IAF Ventures Acquires FSI Cube and Pellet Assets

August 24, 2016

IAF Ventures, an investment manager for limited partnerships in agriculture, has added to its IAF Ventures P.E. Ag portfolio with the acquisition of the forage assets of FSI Cube and Pellet through its IAF 30 Limited Partnership. Financial terms of the deal were not disclosed, however, it was noted in a company statement that the deal is a “multi-million dollar private transaction”.

Under its investment strategy, IAF aims to make agricultural investments through which it can leverage crop insurance and other U.S. Department of Agriculture (USDA) risk management programs to secure investment principal.

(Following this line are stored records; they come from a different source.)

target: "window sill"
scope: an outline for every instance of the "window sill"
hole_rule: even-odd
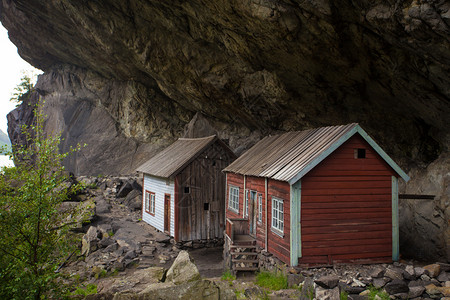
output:
[[[235,214],[238,214],[239,215],[239,210],[235,210],[234,208],[232,208],[232,207],[228,207],[227,208],[229,211],[231,211],[232,213],[235,213]]]
[[[276,229],[276,228],[273,228],[273,227],[271,227],[270,230],[271,230],[273,233],[275,233],[276,235],[278,235],[279,237],[284,238],[284,233],[281,232],[280,230],[278,230],[278,229]]]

“Forage is an agro-industrial segment ripe for technology improvements and business consolidation,” said Jon-Michael Nahon, Managing Partner at IAF Ventures LLC. “This acquisition will enable IAF Partnerships in general, and IAF 30 LP in particular, to integrate and develop synergies in its forage investments sector.”

The bulk of the acquired FSI assets will be integrated into Forage Global LLC – a newly formed company that will serve as a platform for the future operational expansion of FSI’s Stanfield, Arizona facility, and for the future acquisition of “thousands of acres of farmland in the Southwest including California, Arizona, and New Mexico,” according to IAF.

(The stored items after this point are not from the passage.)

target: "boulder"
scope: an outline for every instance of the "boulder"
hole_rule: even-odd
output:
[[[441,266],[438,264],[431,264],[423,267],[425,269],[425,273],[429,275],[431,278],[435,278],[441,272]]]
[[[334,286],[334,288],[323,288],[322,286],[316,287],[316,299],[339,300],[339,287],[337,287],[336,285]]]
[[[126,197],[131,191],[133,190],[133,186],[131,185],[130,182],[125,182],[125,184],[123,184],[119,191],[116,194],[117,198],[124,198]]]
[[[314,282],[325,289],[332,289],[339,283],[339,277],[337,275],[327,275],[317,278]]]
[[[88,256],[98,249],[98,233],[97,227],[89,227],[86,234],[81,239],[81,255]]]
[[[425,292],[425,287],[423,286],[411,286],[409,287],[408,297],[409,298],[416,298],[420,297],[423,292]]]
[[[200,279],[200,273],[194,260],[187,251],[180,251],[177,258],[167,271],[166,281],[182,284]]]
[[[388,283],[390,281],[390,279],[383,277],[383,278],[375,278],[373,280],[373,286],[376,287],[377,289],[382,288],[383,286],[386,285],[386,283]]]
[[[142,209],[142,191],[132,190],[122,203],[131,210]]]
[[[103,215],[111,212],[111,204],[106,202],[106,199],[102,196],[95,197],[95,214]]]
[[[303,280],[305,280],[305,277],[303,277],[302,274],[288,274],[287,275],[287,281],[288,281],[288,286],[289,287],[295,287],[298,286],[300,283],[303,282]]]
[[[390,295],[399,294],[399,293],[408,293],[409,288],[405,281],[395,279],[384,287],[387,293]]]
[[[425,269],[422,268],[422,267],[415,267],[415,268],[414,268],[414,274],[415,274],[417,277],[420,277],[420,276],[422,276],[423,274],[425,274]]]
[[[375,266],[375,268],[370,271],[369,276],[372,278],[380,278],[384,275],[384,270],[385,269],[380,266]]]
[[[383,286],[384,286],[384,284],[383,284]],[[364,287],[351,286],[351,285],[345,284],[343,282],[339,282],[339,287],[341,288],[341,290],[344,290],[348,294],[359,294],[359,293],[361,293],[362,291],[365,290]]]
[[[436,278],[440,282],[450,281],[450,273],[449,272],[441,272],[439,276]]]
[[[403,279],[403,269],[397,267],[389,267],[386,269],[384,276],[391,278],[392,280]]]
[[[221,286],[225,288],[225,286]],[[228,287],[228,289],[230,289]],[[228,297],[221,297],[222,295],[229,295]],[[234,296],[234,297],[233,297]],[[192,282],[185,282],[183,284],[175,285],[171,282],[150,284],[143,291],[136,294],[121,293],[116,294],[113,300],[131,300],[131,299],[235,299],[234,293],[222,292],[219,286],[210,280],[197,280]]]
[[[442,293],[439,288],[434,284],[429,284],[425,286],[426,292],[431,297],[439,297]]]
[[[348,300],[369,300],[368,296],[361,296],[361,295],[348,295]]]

Other global players have made recent moves to make acquisitions and consolidations within the forage space.

In July of this year, Farmland Partners entered into an agreement to acquire 2,400 acres of land in Florida for $9.4 million with the goal of investing a further $6.5 million into the conversion of the current timber plantation into a row crop operation for the production of forage crops for the local dairy industry.

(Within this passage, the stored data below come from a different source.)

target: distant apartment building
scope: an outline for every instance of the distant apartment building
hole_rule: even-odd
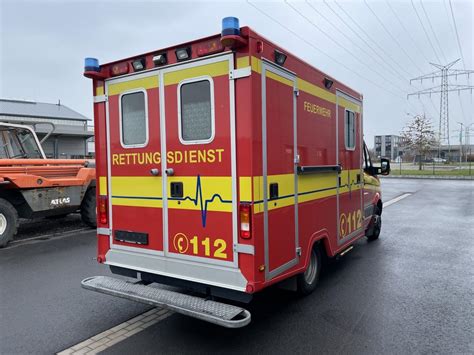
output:
[[[401,143],[402,137],[393,134],[375,136],[375,156],[389,158],[390,160],[396,160],[402,152],[402,149],[400,148]]]
[[[89,119],[67,106],[25,100],[0,99],[0,122],[29,125],[34,128],[48,158],[92,156],[89,141],[94,131]]]

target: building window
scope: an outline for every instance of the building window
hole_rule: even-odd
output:
[[[179,85],[179,126],[183,144],[209,143],[214,138],[214,100],[211,79]]]
[[[346,110],[346,115],[344,118],[344,141],[346,144],[346,149],[353,150],[355,149],[355,113],[352,111]]]
[[[120,100],[122,145],[126,148],[145,146],[148,141],[145,91],[123,94]]]

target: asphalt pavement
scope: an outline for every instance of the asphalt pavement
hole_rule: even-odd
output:
[[[474,182],[383,180],[378,241],[331,262],[316,291],[271,288],[231,330],[179,314],[108,348],[151,353],[474,352]],[[52,353],[148,308],[80,288],[108,274],[93,233],[0,250],[0,353]]]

One month earlier, in June, Land O’Lakes announced it was strengthening its forage capabilities through an agreement to acquire agricultural biotech company Ceres Inc. in a deal valued at $17.5 million.

In response to downward economic conditions in the Brazilian ethanol space, last year, Ceres redirected its business away from ethanol and toward the production and commercialization of forage crops that offer improved yields, nutrition, and energy.

“Our shift away from bioenergy and Brazil and into forages has been highly successful to date, and is culminating now in this proposed merger transaction …,”said Richard Hamilton, chief executive officer and president, Ceres.